Environmental effects of brine disposal and seawater usage for offshore green hydrogen production and storage in the Dutch North Sea.
Summary
The Dutch energy transition faces multiple challenges and opportunities with the development of green hydrogen and offshore wind. The intermittency of offshore wind energy and the economic challenges of transporting electricity over long distances require novel solutions. One promising solution is the offshore production and storage of green hydrogen by electrolysis on platforms powered by wind farms. One possibility is the system studied in this thesis, which uses power-to-gas (P2G) technology to convert electricity into hydrogen, which is then transported via existing or new pipelines, with the excess stored in salt caverns under the North Sea. Ongoing technical and economic research highlights the P2G potential. However, it also raises environmental concerns that must be addressed before this offshore energy system can be developed.
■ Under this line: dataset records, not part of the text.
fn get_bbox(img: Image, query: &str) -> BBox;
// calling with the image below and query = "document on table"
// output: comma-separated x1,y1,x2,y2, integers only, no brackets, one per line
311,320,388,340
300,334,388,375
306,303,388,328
The objective of this thesis is to conduct technical-environmental research on the environmental impact of the P2G energy system, with particular emphasis on brine production and its use of seawater. To address this, the following research question was defined:
"What is the projected seawater intake requirement for offshore green hydrogen production and storage by 2050, and what strategies could effectively mitigate the ecological impacts of waste streams like brine and cooling water in the Dutch North Sea?"
To address this question, a literature review was conducted on the environmental impacts of offshore green hydrogen production and storage, focusing on brine disposal, cooling water management, and emissions of hazardous substances. The impact of these processes on the marine ecosystem was investigated. A case study modeled the impact of brine discharges from offshore salt cavern construction, while a scenario analysis projected the future demand for salt caverns and seawater for electrolysis and cooling, with hydrogen production and associated storage projected for a 1 GW, 8 GW, and 20 GW scenario in 2050.
This study concluded that while no negative environmental impacts were identified that would preclude the implementation of a comprehensive green hydrogen production and storage system, a definitive assessment of the environmental impacts is not possible without more in- depth research into the combined effects and as yet unexplored influencing factors. This study predicts that by 2050, hydrogen production and storage will require up to 100 m3/s of seawater, primarily for electrolyser cooling, with a minimal amount for salt cavern construction. Brine production could reach 2.3 m3/s during cavern construction, but environmental impacts are expected to be limited to a zone of 900 meters maximum.
Overall, this study demonstrates that brine discharge is likely to have manageable environmental and ecological impacts, but emphasizes the need for additional research to develop detailed plans for a complete P2G system, with a focus on modeling cooling water impacts and monitoring the effects of cooling water use in offshore hydrogen production pilots.